Using classifications in Inspec is a good way to limit search strings that are built on keyword or index searching. The classifications are too broad to find specific references while browsing, but narrow enough to be helpful when trying to pare down a set of search results. Browsing the classifications may also result in a way to refresh a searcher’s knowledge in a certain subject matter, and classifications are well organized. Likewise, the Treatment field can be used as a final measure to pare down unwanted results, but is not a good searching strategy to use by itself or even with another broad limiting factor such as classification.

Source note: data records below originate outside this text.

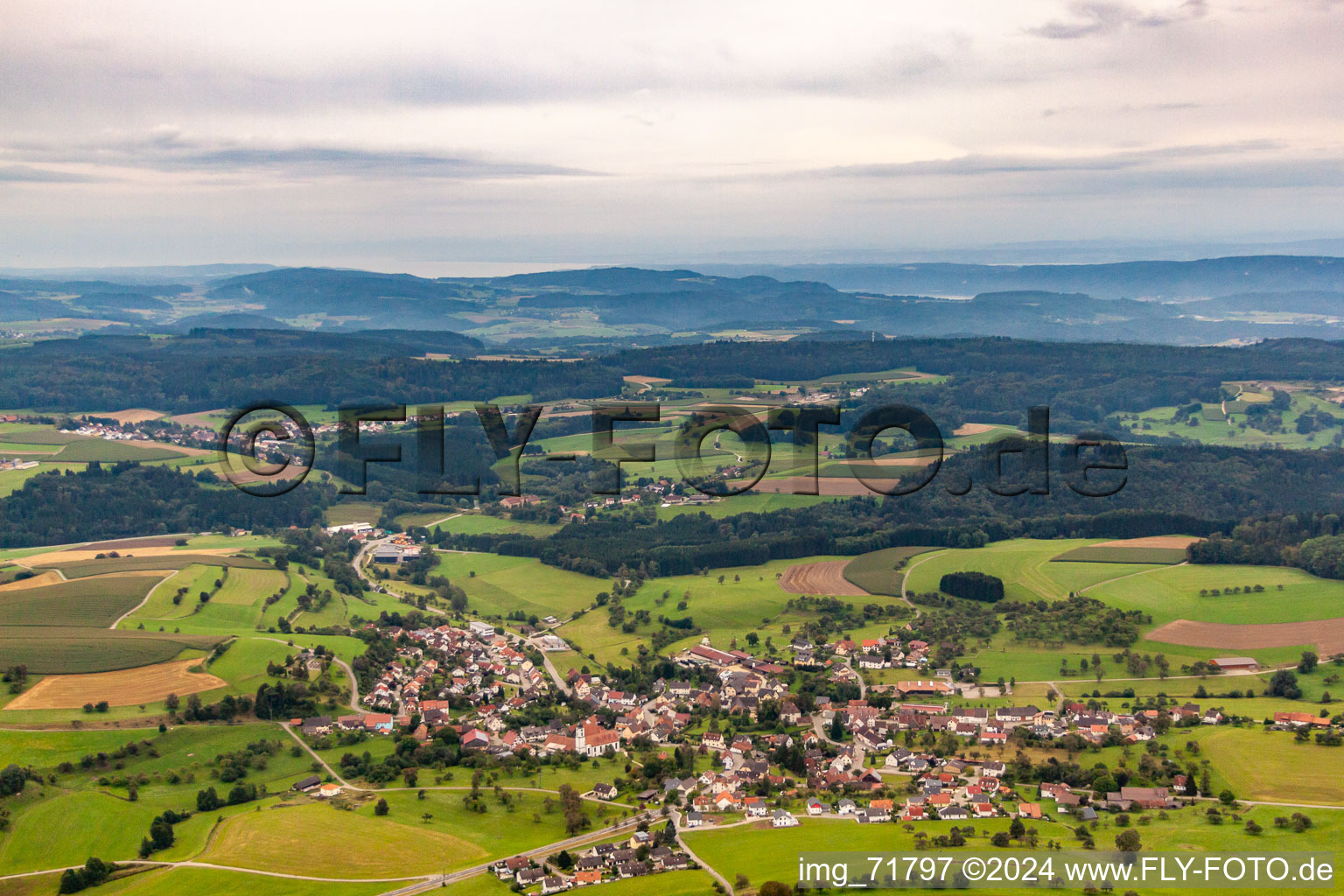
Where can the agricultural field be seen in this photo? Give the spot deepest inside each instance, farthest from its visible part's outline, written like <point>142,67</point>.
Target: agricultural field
<point>164,559</point>
<point>55,650</point>
<point>350,512</point>
<point>682,883</point>
<point>749,599</point>
<point>120,688</point>
<point>1025,566</point>
<point>108,452</point>
<point>63,822</point>
<point>217,881</point>
<point>1173,592</point>
<point>499,584</point>
<point>481,524</point>
<point>1233,430</point>
<point>762,853</point>
<point>882,571</point>
<point>1160,550</point>
<point>95,601</point>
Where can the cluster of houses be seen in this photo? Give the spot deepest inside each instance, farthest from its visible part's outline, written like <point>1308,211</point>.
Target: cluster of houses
<point>483,670</point>
<point>637,856</point>
<point>488,675</point>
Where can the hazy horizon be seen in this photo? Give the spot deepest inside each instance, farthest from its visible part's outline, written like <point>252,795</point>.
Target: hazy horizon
<point>446,133</point>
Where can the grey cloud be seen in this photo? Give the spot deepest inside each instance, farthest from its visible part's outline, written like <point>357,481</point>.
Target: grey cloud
<point>1106,17</point>
<point>168,150</point>
<point>30,175</point>
<point>973,165</point>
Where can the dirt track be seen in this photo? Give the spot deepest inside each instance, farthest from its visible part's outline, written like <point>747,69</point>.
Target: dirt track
<point>820,578</point>
<point>122,688</point>
<point>1326,634</point>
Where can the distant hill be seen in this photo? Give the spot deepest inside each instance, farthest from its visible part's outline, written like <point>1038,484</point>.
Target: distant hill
<point>1150,280</point>
<point>228,320</point>
<point>306,290</point>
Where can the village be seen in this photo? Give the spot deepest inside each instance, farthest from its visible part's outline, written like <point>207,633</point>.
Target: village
<point>907,757</point>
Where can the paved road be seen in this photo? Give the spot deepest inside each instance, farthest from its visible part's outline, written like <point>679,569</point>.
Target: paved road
<point>676,823</point>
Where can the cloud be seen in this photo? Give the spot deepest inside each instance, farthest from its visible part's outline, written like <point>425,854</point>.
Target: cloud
<point>30,175</point>
<point>1108,17</point>
<point>995,164</point>
<point>168,150</point>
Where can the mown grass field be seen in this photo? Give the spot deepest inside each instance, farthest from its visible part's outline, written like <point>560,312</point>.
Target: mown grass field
<point>52,650</point>
<point>171,560</point>
<point>680,883</point>
<point>245,587</point>
<point>750,602</point>
<point>481,524</point>
<point>1025,566</point>
<point>1214,429</point>
<point>882,571</point>
<point>762,853</point>
<point>1173,592</point>
<point>195,578</point>
<point>501,584</point>
<point>1098,554</point>
<point>350,512</point>
<point>88,602</point>
<point>107,452</point>
<point>336,844</point>
<point>217,881</point>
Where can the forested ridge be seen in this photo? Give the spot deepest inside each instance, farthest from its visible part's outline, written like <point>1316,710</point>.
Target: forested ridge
<point>1170,489</point>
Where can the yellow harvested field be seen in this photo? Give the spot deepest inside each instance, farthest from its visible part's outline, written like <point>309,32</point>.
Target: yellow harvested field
<point>122,688</point>
<point>133,416</point>
<point>85,554</point>
<point>50,577</point>
<point>336,844</point>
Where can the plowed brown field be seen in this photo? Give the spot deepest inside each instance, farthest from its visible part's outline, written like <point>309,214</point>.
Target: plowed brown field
<point>820,578</point>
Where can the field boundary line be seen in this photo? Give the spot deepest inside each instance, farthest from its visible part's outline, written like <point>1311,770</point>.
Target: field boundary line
<point>167,574</point>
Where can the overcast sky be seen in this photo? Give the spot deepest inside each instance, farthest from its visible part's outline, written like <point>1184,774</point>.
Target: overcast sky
<point>420,136</point>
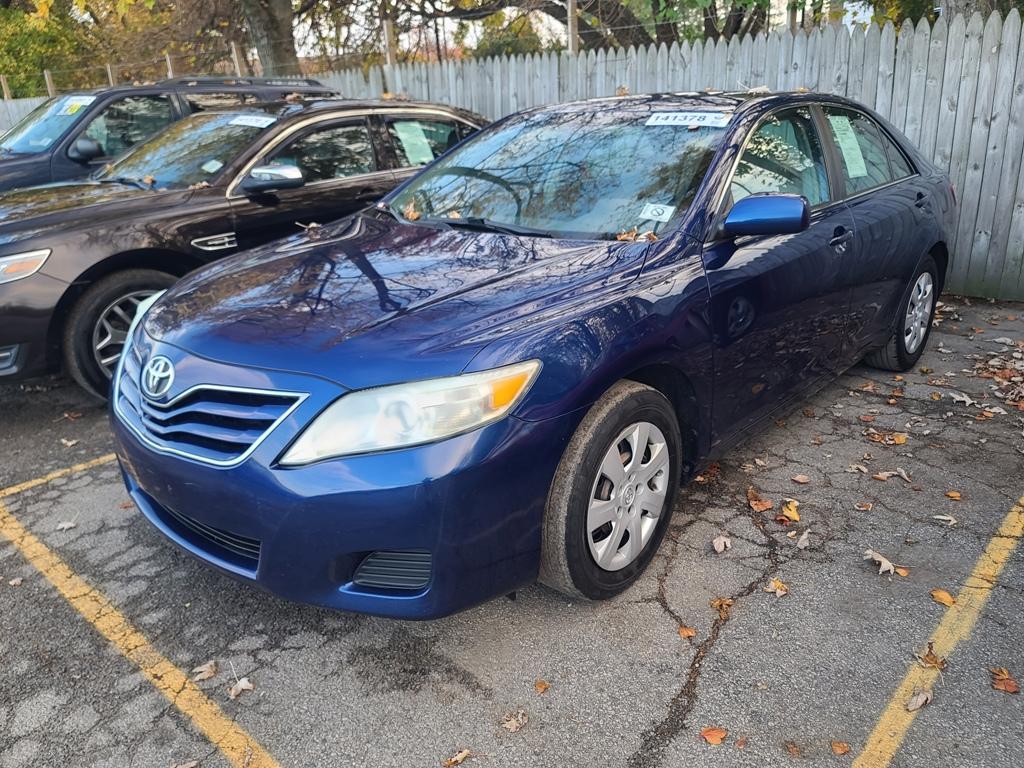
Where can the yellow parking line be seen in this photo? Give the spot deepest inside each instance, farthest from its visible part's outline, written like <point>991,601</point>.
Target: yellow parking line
<point>241,750</point>
<point>954,627</point>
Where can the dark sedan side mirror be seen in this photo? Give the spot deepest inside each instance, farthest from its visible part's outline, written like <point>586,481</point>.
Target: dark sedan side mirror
<point>767,214</point>
<point>85,150</point>
<point>267,178</point>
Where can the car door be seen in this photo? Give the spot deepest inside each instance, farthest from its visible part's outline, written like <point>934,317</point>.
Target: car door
<point>778,303</point>
<point>888,200</point>
<point>117,126</point>
<point>414,139</point>
<point>342,174</point>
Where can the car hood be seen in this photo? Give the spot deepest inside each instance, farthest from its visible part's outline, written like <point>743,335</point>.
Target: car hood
<point>371,301</point>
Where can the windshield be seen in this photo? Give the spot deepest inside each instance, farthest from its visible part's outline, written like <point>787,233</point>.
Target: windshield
<point>601,174</point>
<point>190,152</point>
<point>45,124</point>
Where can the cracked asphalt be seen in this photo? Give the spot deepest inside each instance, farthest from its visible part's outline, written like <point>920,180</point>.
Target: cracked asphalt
<point>784,676</point>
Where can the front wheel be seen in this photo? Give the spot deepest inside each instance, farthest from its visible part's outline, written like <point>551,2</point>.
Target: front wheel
<point>97,326</point>
<point>612,495</point>
<point>905,346</point>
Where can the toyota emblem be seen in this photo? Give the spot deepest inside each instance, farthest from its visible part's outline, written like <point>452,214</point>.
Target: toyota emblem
<point>158,377</point>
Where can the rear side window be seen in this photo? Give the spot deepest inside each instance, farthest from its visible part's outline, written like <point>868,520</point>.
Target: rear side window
<point>419,141</point>
<point>864,151</point>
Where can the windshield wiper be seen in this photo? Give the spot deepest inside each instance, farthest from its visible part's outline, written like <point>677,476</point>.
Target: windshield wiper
<point>480,224</point>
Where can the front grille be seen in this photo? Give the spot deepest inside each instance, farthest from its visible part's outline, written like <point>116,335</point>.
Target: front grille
<point>214,424</point>
<point>396,569</point>
<point>233,548</point>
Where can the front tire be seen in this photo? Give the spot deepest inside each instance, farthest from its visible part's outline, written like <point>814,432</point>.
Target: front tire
<point>612,496</point>
<point>97,326</point>
<point>907,343</point>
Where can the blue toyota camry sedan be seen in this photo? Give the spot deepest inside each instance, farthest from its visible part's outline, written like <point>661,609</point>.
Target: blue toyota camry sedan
<point>505,370</point>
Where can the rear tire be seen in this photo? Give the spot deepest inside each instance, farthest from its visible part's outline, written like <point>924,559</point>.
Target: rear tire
<point>582,556</point>
<point>913,323</point>
<point>93,333</point>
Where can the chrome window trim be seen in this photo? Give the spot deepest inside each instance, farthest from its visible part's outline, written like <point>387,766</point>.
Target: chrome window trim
<point>315,120</point>
<point>300,397</point>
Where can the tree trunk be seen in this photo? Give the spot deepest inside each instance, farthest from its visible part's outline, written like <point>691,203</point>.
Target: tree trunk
<point>270,29</point>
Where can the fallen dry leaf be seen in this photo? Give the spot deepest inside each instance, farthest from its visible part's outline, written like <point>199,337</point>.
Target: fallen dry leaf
<point>884,563</point>
<point>1003,680</point>
<point>204,671</point>
<point>242,685</point>
<point>514,721</point>
<point>714,735</point>
<point>757,503</point>
<point>930,659</point>
<point>458,759</point>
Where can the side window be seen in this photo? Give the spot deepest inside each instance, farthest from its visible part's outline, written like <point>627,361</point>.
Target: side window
<point>332,152</point>
<point>128,121</point>
<point>861,147</point>
<point>204,101</point>
<point>419,141</point>
<point>783,156</point>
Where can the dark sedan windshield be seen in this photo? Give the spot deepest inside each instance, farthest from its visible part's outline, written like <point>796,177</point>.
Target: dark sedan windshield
<point>570,174</point>
<point>189,152</point>
<point>45,124</point>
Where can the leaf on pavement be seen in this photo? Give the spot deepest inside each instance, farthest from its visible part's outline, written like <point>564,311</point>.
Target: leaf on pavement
<point>1003,680</point>
<point>458,759</point>
<point>920,698</point>
<point>204,671</point>
<point>714,735</point>
<point>242,685</point>
<point>885,565</point>
<point>514,721</point>
<point>757,503</point>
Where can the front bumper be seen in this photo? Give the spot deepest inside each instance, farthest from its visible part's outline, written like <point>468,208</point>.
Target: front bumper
<point>474,503</point>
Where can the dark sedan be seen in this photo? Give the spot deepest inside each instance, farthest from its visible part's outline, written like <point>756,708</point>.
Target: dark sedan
<point>74,134</point>
<point>77,258</point>
<point>504,371</point>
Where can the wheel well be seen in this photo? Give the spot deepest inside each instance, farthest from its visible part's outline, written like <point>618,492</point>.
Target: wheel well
<point>671,382</point>
<point>171,262</point>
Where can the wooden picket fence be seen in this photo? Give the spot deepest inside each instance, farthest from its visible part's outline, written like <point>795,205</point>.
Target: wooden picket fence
<point>955,89</point>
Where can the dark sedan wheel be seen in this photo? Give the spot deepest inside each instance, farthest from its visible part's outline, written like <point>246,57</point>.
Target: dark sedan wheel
<point>612,495</point>
<point>913,323</point>
<point>97,326</point>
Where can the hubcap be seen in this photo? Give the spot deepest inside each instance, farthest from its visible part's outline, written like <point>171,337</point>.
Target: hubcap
<point>628,495</point>
<point>919,312</point>
<point>111,331</point>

Search operators and truncation functions are always of use in molding a search string to find a wider or narrower band of hits. Boolean operators AND, OR, and NOT can be used with any search system that has Inspec and can be used in the usual ways to include and exclude results. Proximity operators are present for systems like Engineering Village, the Dialog series of systems that have command line functionality, and STN among others. These allow the user to find terms in context of other terms. One thing for users to check is what kind of proximity operators are supported (and in what combination) with other operators. In Engineering Village, proximity operators are available for searching near another term within a certain number of terms but can only be used with truncation operators if both terms are stemmed. Dialog’s command line interface also allows proximity operators to be used with truncation operators. Truncation is another variable of search systems that can access Inspec. For example, Engineering Village allows unlimited left truncation, which can be helpful to search a common root and suffix combination without specifying the prefix. By comparison, Dialog command line interface offers limited left truncation. Most search systems allow limited and unlimited right truncation. SLART, or simultaneous left and right truncation, is a perk available to the user in STN, but is only available to search the title field. Engineering Village has a useful truncation feature that allows unlimited internal truncation. This is helpful where a term may have an f or a ph inside the word such as sulfur/sulphur. Users of ProQuest Dialog can utilize left, right, and internal truncation simultaneously. In sum, the user should always confirm which operators and truncation features are available to them in each search system, and additionally confirm where these operators and truncations can be used, since some of them are limited to a small number of fields that they can be used in.